A Bed And A Chair (3 ½ stars)
A Gentleman’s Guide to Love & Murder (4 stars)
Macbeth (1 star)
Could Stephen Sondheim’s art and Wynton Marsalis’ artistry get in a room together and not kill each other? Surprisingly, the answer in A Bed And A Chair: A New York Love Story (Nov 13-17 at City Center) was a resounding ‘yes’. From time to time you wondered ‘what does it mean’ and ‘where is it going.’ But, ultimately, the music lovers in us didn’t care. The glorious arrangements were a fifth star of the show, along with the ageless Bernadette Peters, handsome Norm Lewis, up-and-coming jazz phenomenon Cyrille Aimee, and the boyishly hunky Jeremy Jordan. The 14-piece ‘Jazz at Lincoln Center Orchestra with Wynton Marsalis’ played magnificently (sometimes too loudly, covered the singers) and four wonderful dancers also joined the stars. Including effective projections that highlighted New York City, A Bed And A Chair was arty, unnecessary and I kind of loved it.

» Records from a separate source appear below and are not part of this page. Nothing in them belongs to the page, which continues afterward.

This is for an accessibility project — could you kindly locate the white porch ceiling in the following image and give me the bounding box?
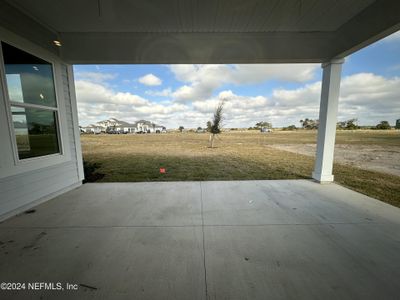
[0,0,399,63]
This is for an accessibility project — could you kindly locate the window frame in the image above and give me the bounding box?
[0,30,71,179]
[0,41,63,163]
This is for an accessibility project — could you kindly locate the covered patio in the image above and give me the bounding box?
[1,180,400,299]
[0,1,399,214]
[0,1,400,299]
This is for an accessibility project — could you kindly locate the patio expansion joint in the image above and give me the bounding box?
[0,221,388,230]
[199,181,209,300]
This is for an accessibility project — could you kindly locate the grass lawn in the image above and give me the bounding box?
[81,130,400,208]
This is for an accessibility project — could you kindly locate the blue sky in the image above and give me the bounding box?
[74,31,400,128]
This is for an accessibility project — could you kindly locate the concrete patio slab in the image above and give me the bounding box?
[204,224,400,300]
[0,227,205,300]
[0,180,399,299]
[201,180,400,225]
[1,182,202,227]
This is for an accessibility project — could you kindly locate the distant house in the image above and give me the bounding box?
[396,119,400,129]
[81,124,104,134]
[81,118,166,134]
[96,118,135,133]
[135,120,165,133]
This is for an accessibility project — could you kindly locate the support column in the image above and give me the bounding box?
[66,65,85,182]
[312,59,344,183]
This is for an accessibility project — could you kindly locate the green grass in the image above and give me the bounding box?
[81,130,400,208]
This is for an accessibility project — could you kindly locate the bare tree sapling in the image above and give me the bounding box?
[208,101,224,148]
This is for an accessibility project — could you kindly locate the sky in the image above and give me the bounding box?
[74,31,400,129]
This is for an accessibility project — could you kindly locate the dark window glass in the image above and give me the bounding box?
[2,42,57,108]
[11,107,59,159]
[1,42,61,160]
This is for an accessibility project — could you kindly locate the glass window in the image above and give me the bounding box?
[3,42,57,107]
[1,42,61,160]
[11,107,59,159]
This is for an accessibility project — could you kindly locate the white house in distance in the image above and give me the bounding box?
[0,1,398,220]
[134,120,166,133]
[80,124,103,134]
[81,118,166,133]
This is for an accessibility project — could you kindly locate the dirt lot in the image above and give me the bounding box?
[270,144,400,176]
[81,130,400,207]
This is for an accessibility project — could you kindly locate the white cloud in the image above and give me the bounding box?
[169,64,319,102]
[76,72,117,83]
[192,90,269,114]
[75,81,149,106]
[189,73,400,128]
[338,73,400,123]
[271,82,321,106]
[229,64,317,84]
[138,73,162,86]
[145,88,172,97]
[170,64,317,84]
[75,69,400,129]
[267,73,400,126]
[172,84,213,102]
[75,79,188,127]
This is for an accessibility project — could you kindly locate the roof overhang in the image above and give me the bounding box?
[0,0,399,64]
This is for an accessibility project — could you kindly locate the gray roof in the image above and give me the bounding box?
[97,118,134,127]
[83,124,103,128]
[87,118,165,128]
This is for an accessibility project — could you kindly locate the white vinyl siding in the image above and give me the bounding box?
[0,162,79,215]
[0,52,82,220]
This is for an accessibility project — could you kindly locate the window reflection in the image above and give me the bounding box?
[11,107,59,159]
[2,42,61,160]
[3,43,57,108]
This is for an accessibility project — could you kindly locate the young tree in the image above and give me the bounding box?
[178,126,184,132]
[208,101,224,148]
[206,121,212,132]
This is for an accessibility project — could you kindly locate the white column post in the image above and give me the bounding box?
[312,59,344,183]
[67,65,85,182]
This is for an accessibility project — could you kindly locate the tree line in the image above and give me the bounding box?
[180,117,398,133]
[280,118,395,130]
[296,118,394,130]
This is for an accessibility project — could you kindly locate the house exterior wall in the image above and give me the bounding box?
[123,127,136,133]
[0,27,83,220]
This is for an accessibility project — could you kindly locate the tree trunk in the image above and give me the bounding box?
[208,134,215,148]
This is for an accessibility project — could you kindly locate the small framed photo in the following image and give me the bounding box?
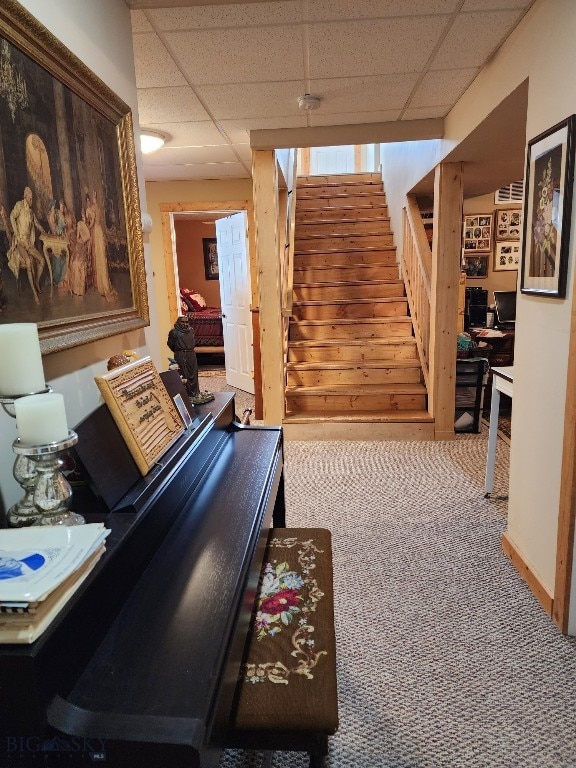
[173,393,193,430]
[521,115,576,297]
[202,238,219,281]
[463,215,493,252]
[494,242,520,271]
[496,209,523,240]
[462,254,488,278]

Based on the 1949 black comedy Kind Hearts and Coronets that starred Alec Guinnes (for which they couldn’t obtain the rights) and Roy Horniman’s original, 1907 book, Israel Rank: The Autobiography of a Criminal (for which they could), we now have its new musical version, A Gentleman’s Guide to Love & Murder. It’s great fun to watch Monty Navarro, a charming Bryce Pinkham, murder his way through eight relatives, all played by the brilliantly over-the top Jefferson Mays, in order to better his place in the line of succession to become the next Earl of Highhurst. The sprightly score, with tuneful music by Steven Lutvak, a devilish book by Robert L. Freedman, and intricately clever lyrics by both Lutvak and Freedman, give A Gentleman’s Guide… the flavor of a whimsical, British trifle – but getting there is everything in this delightful, new musical that also spotlights the talents of Lisa O’Hare and Lauren Worsham, two gifted singers and comediennes, both vying for the affections of the rakish Monty. Who will he choose? Will he be caught? Lucky for you, the answers are just a ticket away. In a season bereft of new musical entries, A Gentleman’s Guide to Love & Murder is poised to be a hit!
Blessed with so much extraordinary Shakespeare this season (the Shakespeare’s Globe’s Twelfth Night and Richard III, TFANA’s Midsummer Night’s Dream, etc.) being forced to endure Jack O’Brien’s stupefying Macbeth starring a ludicrously cast Ethan Hawke seems like penitence, indeed. You need to know only one thing about this woefully misguided production: don’t go! There’s simply too much else to see – or wait for Kenneth Branagh’s Macbeth next summer.